Jonathan wrote:I think it would be a HUGE persuasion point if you can get 2.5 PFLOPS for just $525,000, which is the equivalent of China's super computer, which cost 88 million (they also used a combination of gpus and cpus).
The Chinese computer costs 20 million a year to operate. The estimated Power consumption of the build I'm thinking of is would be 198 KW, which would cost $208,137 a year in california for electricity costs. (12 cents per KW/Hr).
Statements like this are exactly why it's a bad idea to measure a system in FLOPs. Let me explain.
The Wikipedia page you quote for the 560Ti claims 1263.4 GFLOP/s for the board. This is a number known as theoretical peak - the absolute maximum number of floating point operations that can be performed per second, given the hardware and clock speed. The question of "native" vs "x86" FLOP/s doesn't even make sense here - the conversion we use for FAH is because certain operations that take multiple steps on x86 can be done in one step in hardware on GPUs. However, the operation used for the Wikipedia number is multiplies or adds, which are one operation on both x86 and GPU. So there's no x86 vs native difference here.
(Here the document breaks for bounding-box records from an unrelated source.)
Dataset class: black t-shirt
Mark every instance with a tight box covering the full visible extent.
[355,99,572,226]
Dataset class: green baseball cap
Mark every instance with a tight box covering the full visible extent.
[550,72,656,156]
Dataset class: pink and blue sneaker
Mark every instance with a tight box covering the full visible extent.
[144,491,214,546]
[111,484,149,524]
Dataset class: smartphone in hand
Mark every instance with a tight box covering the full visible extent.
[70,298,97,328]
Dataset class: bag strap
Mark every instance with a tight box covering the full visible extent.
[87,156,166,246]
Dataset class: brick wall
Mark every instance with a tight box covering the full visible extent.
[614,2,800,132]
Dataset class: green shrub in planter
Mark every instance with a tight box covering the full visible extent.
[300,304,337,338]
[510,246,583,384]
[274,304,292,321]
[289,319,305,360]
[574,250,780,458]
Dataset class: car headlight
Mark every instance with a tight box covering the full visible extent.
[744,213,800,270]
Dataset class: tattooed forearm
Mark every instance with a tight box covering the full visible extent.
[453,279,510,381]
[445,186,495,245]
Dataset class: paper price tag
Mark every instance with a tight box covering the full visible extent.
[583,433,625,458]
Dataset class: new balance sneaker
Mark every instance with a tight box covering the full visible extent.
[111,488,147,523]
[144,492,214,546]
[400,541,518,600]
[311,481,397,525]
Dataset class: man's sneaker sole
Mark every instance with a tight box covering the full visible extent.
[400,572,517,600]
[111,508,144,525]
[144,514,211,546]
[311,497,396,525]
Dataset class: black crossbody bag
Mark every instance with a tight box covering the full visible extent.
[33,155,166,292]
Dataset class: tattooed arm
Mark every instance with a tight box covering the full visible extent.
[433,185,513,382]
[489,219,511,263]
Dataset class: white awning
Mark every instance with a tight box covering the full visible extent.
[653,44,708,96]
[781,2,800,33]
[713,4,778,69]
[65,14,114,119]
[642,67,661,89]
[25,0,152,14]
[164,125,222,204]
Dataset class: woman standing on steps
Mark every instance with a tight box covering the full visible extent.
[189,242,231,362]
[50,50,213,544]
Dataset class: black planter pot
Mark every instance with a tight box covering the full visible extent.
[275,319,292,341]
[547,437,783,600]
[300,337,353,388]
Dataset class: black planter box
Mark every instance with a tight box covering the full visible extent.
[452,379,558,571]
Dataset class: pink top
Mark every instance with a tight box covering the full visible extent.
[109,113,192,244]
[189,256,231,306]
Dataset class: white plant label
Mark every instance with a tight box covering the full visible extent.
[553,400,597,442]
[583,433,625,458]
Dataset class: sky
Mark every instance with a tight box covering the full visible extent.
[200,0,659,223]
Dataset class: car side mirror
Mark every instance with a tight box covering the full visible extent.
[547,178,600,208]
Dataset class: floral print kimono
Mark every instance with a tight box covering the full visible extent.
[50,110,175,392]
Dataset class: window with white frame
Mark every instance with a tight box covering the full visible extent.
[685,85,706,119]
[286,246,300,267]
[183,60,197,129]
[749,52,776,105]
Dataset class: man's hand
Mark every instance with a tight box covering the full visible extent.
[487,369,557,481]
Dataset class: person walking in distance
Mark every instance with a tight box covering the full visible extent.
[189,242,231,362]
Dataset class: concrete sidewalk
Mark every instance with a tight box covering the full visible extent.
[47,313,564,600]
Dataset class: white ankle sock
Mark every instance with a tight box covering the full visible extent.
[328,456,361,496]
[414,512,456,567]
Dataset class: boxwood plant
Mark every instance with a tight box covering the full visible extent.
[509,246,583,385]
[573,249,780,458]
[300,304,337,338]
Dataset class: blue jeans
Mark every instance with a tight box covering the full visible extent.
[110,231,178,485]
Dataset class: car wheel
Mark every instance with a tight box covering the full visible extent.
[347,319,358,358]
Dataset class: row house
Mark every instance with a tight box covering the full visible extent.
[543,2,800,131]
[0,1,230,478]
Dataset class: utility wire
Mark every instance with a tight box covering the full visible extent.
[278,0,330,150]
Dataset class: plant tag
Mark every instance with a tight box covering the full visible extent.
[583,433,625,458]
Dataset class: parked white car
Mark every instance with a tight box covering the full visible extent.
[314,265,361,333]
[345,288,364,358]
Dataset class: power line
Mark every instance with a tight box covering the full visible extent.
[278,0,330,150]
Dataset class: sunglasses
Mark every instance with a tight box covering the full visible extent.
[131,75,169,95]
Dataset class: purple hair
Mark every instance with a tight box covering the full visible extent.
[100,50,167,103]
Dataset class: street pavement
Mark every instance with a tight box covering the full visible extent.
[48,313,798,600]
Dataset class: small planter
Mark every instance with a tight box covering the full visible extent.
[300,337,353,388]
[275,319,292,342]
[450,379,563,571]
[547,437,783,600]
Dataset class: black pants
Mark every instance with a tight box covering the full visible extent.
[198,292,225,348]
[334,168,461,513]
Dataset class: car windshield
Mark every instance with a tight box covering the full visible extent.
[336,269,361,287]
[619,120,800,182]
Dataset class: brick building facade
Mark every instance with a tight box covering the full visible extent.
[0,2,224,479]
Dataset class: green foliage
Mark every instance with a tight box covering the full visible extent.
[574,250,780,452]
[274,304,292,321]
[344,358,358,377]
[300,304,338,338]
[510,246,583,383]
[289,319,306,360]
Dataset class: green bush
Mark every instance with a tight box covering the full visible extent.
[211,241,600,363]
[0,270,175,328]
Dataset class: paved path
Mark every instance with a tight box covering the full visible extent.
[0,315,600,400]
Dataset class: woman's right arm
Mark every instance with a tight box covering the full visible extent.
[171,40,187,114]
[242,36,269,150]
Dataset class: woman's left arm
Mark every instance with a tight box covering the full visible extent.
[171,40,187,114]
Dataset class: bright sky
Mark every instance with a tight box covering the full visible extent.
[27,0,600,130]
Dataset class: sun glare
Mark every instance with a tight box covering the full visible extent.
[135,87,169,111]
The first problem is that peak is, generally, a useless number to quote. Even highly optimized software that is computationally "easy" to map to the hardware typically performs at much less than peak. To use your own example, Rpeak for Tianhe-1 (the Chinese supercomputer) is 4.7 PFLOP/s, but the sustained performance is only 2.6 PFLOP/s (and you can be sure that they tuned the heck out of the software for that!).
The second problem is that you have to look at not just sustained performance, but sustained performance in a useful program. The TOP500 numbers are for LINPACK, a linear algebra benchmark that is (as far as these things go) relatively easy to parallelize and map to supercomputer architectures. Problems that are harder (like molecular dynamics) will not show the same number of GFLOP/s because it's not possible to use the hardware as efficiently. You can't just say, "Oh, we're at 1/500 the performance we need, so I'll buy 500x the hardware and call it a day" - as more parallel resources are added, it's much harder to utilize them effectively in a traditional supercomputing context. The computational architecture of FAH is nice in that we *can* use more computers with almost no effort, but in many ways it is unfair to compare directly to a traditional supercomputer like Jaguar or Tianhe; they're running different problems and have different measurements.
So. Could you build a machine that performs the same number of MD FLOP/s as Tianhe does LINPACK FLOP/s, and do it cheaper? Sure, but that's a consequence of the fact that FAH is able to parallelize more effectively than LINPACK and the benchmarks are doing completely different things. FLOP/s are not the apples to apples comparison you're looking for, here. What you should want is "time to solution" or cost-effectiveness for that. Of course, that's a rather slipperier notion; however, that's what underlies the common PPD or PPD/$ metrics that people use on the forum - using FAH points as a proxy for MD productivity. I suspect that that is a far more reasonable metric in this case.